Con particular deleite estoy terminando la lectura de una narrativa fantástica de la chilena Isabel Allende. En esta ocasión incursiona en lo que son las raíces indígenas que nos sustentan, y saca a la luz gota a gota la sangre propia, mezcla de misticismo, magia e imaginación. En “La Ciudad de las Bestias’’ encontramos una Allende renovada, que casa divertidamente lo abstracto y lo concreto en una gala de manejos iliterarios que transportan al lector a mundos inimaginables, para cuestionar el qué y el por qué de la vida.
Regalo de un muy querido amigo, este libro llega precisamente cuando se vuelve urgente revisar la vida y la muerte, en el contexto de un mundo violento y violentado. La amenaza de la guerra del milenio pende sobre nuestras existencias; danza de muerte, cuyo vaivén resulta en ratos precipitado por las voces que defienden una y otra postura de las dos naciones en conflicto: Irak y Estados Unidos. Naciones grandes y pequeñas van alineándose por propia convicción, por simpatía o simplemente orilladas por presiones económicas, a uno u otro lado de la mesa de negociaciones.
En el contexto de todos los días observamos que la violencia impacta cada vez más. Desde el que rebasa a la brava, o no respeta los señalamientos de tránsito; hasta los que se matan por un desacuerdo banal. Tal parece que pasamos del primer intercambio de palabras a la ofuscación, y de ésta a la descarga violenta en contra del otro.

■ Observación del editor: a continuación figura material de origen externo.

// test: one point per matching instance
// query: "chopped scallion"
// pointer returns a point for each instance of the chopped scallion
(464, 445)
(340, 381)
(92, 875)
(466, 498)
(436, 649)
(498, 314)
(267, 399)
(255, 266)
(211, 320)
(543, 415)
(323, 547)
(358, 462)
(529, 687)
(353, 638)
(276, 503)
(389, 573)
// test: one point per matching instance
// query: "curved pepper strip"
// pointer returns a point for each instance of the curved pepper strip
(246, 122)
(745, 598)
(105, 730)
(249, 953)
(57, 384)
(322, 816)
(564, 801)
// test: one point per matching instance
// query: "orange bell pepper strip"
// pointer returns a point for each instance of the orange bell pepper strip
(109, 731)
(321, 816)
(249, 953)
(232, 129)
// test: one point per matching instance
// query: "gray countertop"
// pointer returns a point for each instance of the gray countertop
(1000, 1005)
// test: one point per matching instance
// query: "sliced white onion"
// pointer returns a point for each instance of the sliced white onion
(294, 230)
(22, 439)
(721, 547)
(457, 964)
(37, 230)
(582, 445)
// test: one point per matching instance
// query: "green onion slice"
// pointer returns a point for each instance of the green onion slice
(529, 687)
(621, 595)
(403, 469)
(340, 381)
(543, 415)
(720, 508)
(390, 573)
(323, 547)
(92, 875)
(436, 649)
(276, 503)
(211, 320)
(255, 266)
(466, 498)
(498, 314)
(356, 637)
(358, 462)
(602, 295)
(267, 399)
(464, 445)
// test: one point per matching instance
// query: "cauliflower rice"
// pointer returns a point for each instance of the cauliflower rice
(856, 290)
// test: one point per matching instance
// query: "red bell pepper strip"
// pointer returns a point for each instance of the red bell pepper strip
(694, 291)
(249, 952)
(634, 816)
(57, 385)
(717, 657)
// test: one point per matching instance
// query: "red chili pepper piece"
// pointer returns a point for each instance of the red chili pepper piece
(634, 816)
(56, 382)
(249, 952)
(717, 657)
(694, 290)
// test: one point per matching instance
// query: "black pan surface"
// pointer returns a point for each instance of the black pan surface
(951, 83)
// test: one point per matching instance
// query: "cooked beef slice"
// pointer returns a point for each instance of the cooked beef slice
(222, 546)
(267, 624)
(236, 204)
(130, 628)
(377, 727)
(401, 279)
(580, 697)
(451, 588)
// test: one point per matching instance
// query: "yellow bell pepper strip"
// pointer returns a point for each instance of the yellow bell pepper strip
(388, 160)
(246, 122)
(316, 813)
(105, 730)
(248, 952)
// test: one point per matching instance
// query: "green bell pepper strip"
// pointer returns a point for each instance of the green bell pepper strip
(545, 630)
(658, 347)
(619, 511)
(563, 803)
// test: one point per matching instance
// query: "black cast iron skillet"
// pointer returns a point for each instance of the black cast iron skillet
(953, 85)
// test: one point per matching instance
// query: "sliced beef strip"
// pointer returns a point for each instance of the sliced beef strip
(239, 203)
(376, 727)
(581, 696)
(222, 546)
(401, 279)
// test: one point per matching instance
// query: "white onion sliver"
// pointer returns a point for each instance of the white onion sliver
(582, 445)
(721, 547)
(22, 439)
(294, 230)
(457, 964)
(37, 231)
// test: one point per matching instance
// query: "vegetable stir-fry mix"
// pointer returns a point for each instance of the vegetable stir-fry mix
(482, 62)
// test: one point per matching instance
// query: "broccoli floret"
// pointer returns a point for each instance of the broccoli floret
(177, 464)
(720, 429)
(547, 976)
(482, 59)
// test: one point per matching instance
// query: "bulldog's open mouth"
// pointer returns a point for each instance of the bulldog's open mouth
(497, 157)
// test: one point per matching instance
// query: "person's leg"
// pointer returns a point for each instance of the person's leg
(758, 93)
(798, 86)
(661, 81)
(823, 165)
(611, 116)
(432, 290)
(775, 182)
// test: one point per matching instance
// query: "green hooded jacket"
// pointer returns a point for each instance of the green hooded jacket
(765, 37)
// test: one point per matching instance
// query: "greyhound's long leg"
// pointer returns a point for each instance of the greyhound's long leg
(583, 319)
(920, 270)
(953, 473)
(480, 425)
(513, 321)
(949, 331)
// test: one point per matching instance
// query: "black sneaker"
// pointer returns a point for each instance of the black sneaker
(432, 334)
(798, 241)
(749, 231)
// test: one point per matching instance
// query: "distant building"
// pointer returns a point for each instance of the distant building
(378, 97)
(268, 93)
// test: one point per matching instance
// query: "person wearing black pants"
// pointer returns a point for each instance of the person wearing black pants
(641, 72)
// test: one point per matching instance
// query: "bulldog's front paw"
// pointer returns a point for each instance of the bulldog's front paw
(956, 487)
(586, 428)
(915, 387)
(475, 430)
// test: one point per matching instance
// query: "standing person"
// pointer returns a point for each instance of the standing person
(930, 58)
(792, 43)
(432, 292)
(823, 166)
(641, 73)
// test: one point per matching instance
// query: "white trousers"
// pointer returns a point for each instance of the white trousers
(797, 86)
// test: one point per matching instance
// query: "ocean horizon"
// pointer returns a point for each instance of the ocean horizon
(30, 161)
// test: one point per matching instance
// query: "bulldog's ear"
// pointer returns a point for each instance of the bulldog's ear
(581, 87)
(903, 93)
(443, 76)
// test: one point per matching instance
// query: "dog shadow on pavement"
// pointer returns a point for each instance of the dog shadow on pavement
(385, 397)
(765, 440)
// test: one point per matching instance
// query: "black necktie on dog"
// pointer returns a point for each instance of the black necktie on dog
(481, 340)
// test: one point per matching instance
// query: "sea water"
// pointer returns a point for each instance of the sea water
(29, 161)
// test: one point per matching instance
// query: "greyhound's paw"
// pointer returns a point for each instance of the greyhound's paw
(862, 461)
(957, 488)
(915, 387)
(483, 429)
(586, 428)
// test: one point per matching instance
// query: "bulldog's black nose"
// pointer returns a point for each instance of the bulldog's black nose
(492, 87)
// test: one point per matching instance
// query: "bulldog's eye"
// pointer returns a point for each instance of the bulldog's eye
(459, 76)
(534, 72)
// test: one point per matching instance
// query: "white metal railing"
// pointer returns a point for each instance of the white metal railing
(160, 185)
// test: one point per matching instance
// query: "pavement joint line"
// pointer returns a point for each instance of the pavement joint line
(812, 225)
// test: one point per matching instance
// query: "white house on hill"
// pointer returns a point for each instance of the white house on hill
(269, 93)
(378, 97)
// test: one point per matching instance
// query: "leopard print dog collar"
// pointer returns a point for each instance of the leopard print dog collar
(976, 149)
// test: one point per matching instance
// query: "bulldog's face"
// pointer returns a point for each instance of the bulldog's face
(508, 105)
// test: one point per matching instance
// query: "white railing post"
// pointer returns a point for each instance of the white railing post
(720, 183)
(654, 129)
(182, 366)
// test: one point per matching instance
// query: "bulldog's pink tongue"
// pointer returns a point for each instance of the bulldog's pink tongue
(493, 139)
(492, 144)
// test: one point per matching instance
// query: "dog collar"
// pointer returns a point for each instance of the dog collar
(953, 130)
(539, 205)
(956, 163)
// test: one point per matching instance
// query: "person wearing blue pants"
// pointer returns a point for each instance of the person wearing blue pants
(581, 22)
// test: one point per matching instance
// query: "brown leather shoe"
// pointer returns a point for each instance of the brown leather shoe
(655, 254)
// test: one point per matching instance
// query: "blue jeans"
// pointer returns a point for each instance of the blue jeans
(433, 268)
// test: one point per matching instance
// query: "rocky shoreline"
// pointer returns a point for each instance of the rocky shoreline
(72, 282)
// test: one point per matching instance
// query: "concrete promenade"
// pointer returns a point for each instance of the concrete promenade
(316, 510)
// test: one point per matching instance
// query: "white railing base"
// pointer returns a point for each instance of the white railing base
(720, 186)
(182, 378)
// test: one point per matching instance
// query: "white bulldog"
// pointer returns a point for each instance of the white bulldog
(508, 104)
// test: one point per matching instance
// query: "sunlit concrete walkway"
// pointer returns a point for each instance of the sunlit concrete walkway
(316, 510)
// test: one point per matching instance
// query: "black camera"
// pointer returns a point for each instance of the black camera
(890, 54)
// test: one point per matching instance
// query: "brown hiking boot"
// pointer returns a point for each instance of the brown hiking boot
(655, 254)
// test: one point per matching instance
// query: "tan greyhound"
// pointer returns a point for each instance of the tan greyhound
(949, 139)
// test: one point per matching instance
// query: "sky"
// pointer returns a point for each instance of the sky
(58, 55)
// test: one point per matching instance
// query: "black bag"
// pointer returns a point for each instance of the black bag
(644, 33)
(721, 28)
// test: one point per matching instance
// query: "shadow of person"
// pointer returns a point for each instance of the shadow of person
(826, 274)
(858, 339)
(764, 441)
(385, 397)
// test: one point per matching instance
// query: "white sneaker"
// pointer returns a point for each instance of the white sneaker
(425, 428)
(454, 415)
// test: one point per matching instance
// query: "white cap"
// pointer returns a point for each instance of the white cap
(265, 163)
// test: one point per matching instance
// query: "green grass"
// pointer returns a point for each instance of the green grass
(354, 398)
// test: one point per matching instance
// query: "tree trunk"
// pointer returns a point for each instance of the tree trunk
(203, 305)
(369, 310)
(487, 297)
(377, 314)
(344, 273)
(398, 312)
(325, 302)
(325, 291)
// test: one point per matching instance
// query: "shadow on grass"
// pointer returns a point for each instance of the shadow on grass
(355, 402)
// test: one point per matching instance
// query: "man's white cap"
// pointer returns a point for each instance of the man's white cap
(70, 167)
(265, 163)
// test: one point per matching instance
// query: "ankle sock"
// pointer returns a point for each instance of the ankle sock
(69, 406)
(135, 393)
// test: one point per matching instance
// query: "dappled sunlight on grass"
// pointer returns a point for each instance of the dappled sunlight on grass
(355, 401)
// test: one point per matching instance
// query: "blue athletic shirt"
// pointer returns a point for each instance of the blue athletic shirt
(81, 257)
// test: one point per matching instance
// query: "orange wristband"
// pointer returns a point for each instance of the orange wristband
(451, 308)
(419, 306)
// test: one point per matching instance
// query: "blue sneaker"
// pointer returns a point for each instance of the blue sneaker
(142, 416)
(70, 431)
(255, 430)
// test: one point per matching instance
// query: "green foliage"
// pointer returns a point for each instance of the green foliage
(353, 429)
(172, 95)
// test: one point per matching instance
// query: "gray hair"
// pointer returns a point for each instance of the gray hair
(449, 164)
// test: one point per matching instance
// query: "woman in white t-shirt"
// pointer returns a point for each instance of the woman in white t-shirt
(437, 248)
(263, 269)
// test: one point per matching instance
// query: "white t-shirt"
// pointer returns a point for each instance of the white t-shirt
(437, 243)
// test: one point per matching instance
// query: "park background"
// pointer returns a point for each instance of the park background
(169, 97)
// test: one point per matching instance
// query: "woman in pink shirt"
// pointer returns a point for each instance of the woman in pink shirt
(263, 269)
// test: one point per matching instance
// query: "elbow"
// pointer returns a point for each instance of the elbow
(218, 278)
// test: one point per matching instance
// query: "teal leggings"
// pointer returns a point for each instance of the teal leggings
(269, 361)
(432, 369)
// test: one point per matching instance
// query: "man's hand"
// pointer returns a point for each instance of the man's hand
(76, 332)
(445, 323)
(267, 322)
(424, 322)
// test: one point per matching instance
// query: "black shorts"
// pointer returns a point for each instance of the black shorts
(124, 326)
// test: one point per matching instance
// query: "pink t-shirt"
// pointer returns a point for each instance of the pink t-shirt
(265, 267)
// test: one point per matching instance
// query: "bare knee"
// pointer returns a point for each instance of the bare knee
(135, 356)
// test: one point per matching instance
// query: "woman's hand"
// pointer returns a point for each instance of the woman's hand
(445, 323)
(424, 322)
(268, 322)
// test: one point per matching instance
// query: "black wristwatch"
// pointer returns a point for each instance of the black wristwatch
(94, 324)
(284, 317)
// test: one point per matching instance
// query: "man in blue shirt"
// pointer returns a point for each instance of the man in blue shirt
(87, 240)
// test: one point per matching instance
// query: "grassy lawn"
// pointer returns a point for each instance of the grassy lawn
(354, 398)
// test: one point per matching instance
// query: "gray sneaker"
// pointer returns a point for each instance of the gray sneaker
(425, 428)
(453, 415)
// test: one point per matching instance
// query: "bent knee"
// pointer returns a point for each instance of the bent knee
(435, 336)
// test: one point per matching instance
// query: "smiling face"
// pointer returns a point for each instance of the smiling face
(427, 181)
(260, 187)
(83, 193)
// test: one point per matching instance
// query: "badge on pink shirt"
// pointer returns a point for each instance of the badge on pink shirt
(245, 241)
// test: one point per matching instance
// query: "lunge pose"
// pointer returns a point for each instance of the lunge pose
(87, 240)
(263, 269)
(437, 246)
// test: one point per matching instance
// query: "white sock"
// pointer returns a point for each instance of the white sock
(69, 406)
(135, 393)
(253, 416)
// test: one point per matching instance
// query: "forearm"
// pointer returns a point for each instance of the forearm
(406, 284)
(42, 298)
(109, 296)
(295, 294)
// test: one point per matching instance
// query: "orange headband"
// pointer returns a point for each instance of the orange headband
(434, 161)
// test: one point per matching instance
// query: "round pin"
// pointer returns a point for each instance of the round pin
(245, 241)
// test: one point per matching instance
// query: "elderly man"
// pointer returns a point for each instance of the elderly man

En cuestión de segundos el arma blanca o de fuego ha cortado para siempre una o más existencias, por un móvil que nunca será justificado.
En lo general parece que hemos perdido el respeto por la vida, hablando desde su principio hasta las etapas finales. Nos ha invadido una falsa percepción de que ésta es un cuento que puede leerse y releerse a voluntad. No estamos yendo a fondo para entender que una vez que escapa de aquel cuerpo, no volverá. Será una partida física absoluta, sin segundas partes o “secuelas”.
Hace escasos días hubo un dramático accidente en el cruce vial donde se ubica mi casa. Mecanismo que se repite con relativa frecuencia: Un vehículo que tiene alto no lo respeta, y el que tiene la vía libre conduce a alta velocidad. De suerte que el segundo impacta al primero y lo proyecta contra la pared de una casa habitación. De puro milagro no hubo pérdidas humanas que lamentar, seguramente la misma juventud que llevó a los protagonistas a actuar irreflexivamente, los protegió de lo que en una persona mayor pudo haber sido fatal. Durante las siguientes dos horas la mitad de la población pasó por el sitio del percance, informado por alguna telaraña informática misteriosa. A bordo de muchos y muy variados vehículos pasaban, se frenaban a evaluar la cuantía de los daños y la forma en que la grúa lograba sacar el vehículo impactado del jardín de la casa afectada. Unas cuantas horas después todo volvía a la normalidad; quedaba en el pavimento un gran montón de vidrios de los múltiples parabrisas involucrados en el accidente, y un poste a medio caer... Y ya los chicos otra vez volvían a tomar el crucero con la imprudencia que los previos, sin hacer alto.
De alguna manera nos está fallando enseñar a los niños, y a nuestros contemporáneos, y a las naciones, el respeto por la vida en todas sus manifestaciones. Desde el que se acaba la hamburguesa y la soda de lata que compró en el vecino país y deja los envases en la banqueta demostrando no entender el impacto ecológico que produce, hasta el que acaba de plomazos con el primero que dice o hace algo que no es de su parecer... Desde la chica que se saca el niño porque “dejárselo sería arruinar su futuro”, hasta el que, sabiendo que hay vida en ese ser, se preocupa más por las focas del Mar del Norte.
Nos está faltando el contacto con la naturaleza; recobrar la capacidad de asombro ante un atardecer que hace despliegue de encendidos escarlatas para invitarnos a creer que hay un Dios, que los milagros existen, y que no todo es azar. Despegarnos de los programas idiotizantes y asomarnos a ver por un momento la vida real que palpita por las calles, entre los niños, en la marcha claudicante del anciano que no ceja pese a sus limitaciones físicas.
Como Isabel Allende, crearnos nuestro propio “tepuí”, ciudad mágica en el interior de cada cual, para entender que la vida es sagrada, de valor inconmensurable, y no reciclable, más allá de las alucinaciones de los raelianos.